Still, Gholamishoja was able to put her skills to work – as a legal assistant at Tehran’s Jamali Law Firm, preparing pleadings and other documents for hearings in court, and later as a contract manager negotiating, reviewing and drafting agreements for an investment firm – but she found her opportunities limited in a society with a notoriously conservative view of women’s rights.

“I couldn’t find my path there, so I decided to come to Canada,” she says.

According to Gholamishoja, Osgoode was the natural choice for her second LLM, both because of its stellar reputation, and because of the way its core courses are specifically designed to meet the requirements of the Federation of Law Societies of Canada’s National Committee on Accreditation, as she looks to become licensed in Canada.

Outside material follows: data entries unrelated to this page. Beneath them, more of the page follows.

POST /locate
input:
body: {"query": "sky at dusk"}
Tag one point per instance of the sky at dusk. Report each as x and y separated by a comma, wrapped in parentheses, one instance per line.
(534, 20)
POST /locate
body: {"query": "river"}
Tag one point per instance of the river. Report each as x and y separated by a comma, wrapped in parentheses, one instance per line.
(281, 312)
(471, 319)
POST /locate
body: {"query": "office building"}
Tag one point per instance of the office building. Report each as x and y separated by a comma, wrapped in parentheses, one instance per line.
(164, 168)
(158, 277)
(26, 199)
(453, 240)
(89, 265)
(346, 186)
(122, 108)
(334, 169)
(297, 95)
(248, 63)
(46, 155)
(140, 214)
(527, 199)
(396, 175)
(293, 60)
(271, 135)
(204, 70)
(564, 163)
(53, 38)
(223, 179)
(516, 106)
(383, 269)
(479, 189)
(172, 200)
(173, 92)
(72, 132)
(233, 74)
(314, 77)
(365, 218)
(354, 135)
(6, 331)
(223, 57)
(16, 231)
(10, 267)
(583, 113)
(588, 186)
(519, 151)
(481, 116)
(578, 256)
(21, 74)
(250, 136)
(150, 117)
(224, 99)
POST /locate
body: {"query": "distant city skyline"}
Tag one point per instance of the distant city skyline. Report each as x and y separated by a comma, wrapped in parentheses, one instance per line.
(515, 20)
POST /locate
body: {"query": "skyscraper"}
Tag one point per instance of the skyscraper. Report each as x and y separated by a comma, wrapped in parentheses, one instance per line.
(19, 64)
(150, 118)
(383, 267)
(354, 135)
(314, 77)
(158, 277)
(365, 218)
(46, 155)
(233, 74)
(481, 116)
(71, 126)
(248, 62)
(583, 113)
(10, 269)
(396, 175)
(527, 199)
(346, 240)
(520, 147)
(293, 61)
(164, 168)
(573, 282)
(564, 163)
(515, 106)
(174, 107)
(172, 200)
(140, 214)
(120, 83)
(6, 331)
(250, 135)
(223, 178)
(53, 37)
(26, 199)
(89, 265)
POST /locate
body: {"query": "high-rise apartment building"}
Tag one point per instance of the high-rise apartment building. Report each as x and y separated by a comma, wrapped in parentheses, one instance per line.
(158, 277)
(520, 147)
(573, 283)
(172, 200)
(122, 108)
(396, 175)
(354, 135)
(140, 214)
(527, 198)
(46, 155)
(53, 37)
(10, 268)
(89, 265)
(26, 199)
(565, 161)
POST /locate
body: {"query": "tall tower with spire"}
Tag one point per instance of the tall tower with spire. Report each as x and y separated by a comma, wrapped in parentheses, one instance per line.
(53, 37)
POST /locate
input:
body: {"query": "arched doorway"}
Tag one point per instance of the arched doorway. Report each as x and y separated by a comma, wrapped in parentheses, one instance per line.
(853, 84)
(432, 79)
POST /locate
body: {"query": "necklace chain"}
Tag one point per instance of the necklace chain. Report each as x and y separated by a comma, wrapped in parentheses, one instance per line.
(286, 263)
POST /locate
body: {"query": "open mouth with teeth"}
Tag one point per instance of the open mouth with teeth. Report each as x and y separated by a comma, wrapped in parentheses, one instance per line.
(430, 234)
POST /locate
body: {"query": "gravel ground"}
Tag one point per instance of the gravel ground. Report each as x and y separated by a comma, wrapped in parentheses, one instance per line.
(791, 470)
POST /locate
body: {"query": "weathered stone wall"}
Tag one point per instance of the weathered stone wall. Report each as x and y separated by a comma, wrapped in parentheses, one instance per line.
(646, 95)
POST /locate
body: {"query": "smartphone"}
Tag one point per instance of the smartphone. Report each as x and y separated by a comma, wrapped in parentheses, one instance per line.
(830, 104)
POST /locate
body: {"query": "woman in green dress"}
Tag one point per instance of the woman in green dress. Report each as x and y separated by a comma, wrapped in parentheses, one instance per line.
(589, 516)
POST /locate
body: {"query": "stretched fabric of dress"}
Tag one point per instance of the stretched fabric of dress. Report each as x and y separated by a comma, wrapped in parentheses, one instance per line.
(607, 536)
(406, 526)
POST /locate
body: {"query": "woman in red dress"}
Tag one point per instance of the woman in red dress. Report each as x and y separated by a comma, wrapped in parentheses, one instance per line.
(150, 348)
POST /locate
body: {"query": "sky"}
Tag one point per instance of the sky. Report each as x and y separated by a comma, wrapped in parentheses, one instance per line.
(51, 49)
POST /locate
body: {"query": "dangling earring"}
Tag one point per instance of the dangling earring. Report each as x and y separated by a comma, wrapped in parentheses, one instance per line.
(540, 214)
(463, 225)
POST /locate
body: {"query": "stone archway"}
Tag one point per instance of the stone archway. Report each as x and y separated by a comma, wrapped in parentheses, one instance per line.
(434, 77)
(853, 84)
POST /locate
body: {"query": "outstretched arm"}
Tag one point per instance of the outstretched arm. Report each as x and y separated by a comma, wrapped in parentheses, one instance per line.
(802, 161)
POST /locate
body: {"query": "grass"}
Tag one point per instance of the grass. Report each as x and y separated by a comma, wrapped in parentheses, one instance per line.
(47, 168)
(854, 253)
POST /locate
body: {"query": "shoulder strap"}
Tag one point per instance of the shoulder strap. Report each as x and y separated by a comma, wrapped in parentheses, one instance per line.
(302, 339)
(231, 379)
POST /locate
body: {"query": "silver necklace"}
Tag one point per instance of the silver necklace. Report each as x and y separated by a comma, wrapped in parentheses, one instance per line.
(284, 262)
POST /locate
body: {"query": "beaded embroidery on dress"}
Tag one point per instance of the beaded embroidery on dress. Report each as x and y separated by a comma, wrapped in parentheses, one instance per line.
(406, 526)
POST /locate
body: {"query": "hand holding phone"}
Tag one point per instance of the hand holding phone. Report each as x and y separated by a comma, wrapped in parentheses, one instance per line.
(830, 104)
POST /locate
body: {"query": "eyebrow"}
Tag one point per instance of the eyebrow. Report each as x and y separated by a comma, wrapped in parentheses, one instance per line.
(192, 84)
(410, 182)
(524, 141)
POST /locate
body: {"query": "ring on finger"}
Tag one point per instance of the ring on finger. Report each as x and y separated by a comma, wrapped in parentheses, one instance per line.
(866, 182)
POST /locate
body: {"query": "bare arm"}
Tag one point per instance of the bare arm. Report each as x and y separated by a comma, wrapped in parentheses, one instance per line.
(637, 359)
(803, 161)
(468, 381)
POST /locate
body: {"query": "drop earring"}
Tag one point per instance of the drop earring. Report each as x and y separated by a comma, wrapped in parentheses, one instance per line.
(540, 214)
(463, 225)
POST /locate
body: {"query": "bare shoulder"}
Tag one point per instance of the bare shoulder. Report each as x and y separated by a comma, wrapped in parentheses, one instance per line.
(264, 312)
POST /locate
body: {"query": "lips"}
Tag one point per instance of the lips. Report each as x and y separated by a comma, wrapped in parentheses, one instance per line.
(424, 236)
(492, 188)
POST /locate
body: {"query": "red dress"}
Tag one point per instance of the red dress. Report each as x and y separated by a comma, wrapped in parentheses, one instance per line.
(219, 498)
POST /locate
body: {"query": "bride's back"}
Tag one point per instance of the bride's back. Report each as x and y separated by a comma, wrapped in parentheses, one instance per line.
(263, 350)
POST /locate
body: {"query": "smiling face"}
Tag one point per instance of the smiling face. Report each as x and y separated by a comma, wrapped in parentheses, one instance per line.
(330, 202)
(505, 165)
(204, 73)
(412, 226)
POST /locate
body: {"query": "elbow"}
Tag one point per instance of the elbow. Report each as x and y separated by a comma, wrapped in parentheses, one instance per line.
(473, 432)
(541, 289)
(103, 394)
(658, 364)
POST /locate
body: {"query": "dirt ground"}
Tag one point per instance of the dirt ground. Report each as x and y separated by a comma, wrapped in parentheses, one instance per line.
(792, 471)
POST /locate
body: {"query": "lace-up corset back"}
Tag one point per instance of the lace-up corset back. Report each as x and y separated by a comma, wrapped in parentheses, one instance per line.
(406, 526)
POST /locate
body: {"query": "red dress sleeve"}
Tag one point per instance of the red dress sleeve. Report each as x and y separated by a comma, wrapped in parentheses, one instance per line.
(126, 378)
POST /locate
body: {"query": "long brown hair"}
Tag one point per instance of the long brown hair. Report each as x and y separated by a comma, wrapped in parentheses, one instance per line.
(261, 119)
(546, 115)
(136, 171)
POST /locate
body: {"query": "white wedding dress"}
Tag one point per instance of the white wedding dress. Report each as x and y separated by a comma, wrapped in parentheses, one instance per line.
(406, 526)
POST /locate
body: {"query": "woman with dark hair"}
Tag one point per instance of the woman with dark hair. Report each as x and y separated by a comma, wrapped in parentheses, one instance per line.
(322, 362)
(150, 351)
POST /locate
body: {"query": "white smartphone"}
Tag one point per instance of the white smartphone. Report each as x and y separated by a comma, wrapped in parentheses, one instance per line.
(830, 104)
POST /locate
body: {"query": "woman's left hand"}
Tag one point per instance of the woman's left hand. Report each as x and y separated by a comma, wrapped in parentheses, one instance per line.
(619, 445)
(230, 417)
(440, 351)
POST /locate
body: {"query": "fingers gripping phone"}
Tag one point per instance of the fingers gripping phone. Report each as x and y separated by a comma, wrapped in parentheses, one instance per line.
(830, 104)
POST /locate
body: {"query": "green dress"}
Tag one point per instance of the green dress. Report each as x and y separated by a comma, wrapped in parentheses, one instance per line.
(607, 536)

After kicking off the term with Osgoode’s first in-person orientation since 2019, Gholamishoja has relished the chance to meet with her LLM classmates and faculty face-to-face as classes slowly return to their pre-Covid normal.

“I prefer to be in person so that I can have all my questions and problems answered by the professor,” she says. “I really like my classmates too – everyone is very helpful, and we have been meeting up to review our courses and study together.”